The most loved and effective brands are an intrinsic part of culture – stimulating interest, involvement and advocacy without constant media support. They are authentically valuable experiences that people participate in, not just a string of marketed products and services that they consume in a passive way.

The successful brands of today and tomorrow are Participation Brands.

These brands put participation at the heart of the brand experience – not as an add-on.  They create a gravitational pull enabling them to outsell without having to necessarily outspend their competition.

Being a participation brand means you still have to have a strategic purpose – it’s not a free for all of random initiatives.  However, this purpose is not something that sits on a PowerPoint slide.  It’s a dynamic, evolving and collaborative system embedded into the operational DNA of the organization.  It’s an approach that’s designed to involve customers, stakeholders, fans and beyond through immersive and interactive initiatives that allow people to join in, connect, converse and co-create.

Essentially, a brand is only as good as the sum of their audience’s positive interactions, so value comes from creating an ecology of interconnected experiences that drive advocacy.  But this ecology is designed from a strategic intent that allow the brand to be a part of the fabric of an ever-evolving culture of passions, relationships and conversations, not a fixed entity demanding a pre-determined consumer response.
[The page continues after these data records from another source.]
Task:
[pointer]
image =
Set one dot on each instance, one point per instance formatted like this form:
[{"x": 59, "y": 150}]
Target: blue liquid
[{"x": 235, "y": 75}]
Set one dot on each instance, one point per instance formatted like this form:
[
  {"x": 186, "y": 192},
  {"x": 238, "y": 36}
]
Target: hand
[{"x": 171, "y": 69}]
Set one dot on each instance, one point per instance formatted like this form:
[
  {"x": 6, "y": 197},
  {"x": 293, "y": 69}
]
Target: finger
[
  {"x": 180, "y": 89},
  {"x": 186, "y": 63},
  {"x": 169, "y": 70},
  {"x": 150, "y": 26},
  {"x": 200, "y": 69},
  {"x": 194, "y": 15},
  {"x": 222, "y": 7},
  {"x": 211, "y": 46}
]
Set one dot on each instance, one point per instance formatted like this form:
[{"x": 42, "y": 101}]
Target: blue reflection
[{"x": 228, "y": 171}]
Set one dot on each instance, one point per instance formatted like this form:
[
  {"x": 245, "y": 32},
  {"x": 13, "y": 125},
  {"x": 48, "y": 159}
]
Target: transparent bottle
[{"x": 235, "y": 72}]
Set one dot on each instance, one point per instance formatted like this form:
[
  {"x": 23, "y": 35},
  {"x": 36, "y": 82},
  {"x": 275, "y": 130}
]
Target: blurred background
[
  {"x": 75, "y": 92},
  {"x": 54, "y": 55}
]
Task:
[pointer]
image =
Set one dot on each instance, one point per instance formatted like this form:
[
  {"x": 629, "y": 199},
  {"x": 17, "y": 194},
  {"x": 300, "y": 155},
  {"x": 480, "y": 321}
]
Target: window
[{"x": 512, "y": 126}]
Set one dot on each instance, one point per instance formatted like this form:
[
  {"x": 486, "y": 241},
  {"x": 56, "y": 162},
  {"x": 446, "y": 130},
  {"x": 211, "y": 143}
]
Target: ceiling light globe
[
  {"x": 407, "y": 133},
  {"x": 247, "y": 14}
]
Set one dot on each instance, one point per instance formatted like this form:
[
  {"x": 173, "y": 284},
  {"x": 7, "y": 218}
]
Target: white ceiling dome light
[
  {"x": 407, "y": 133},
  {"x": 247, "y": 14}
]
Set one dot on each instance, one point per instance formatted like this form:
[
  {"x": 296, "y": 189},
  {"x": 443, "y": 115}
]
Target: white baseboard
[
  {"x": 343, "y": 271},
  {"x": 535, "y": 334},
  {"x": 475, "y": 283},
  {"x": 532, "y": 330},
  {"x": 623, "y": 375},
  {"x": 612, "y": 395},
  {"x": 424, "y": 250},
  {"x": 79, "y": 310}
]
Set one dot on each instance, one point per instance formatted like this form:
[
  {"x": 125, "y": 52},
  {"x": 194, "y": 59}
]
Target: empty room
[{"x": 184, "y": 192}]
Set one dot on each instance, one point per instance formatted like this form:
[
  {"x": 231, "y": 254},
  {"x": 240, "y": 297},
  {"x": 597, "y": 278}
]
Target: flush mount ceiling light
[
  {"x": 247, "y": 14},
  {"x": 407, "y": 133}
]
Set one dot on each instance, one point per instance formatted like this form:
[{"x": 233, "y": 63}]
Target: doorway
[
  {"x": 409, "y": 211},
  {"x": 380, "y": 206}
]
A word of caution though.  Participation branding isn’t just doing ‘more digital and social’.  Genuine participation brands think content, context, experience and conversations.  This means planning for all interactions and possible participation moments.  Of course technology leaps through multiple screens and surfaces brings multiple opportunities for participation.  We should also develop initiatives for human interactions at events and experiences, call centres or in retail environments.  Technology is an enabler that allows for greater participation in all of these interactions that the brand can have with people and create a cohesive ecology.

Participation branding doesn’t mean trying to get everyone to get deeply involved at all times.  That’s unrealistic.   But people have different motivations that can lead to different tactics. Being useful, driving belonging, enhancing one’s status, rewarding and recognizing my contribution – these are all different motivations for participation and sharing of ideas.

So how do you create a participation brand? Where do you start?  We all know the famous 4P’s of marketing, well, we think there are now 5 principles governing successful participation brands, they just happen to start with ‘P’ as well!

Purpose & Passion.  Believing in something and being willing to make it happen as the way to drive profit and perception.  It’s essential to align with people’s passion points. Being interesting in what people are interested in and making sure your brand has a meaningful role.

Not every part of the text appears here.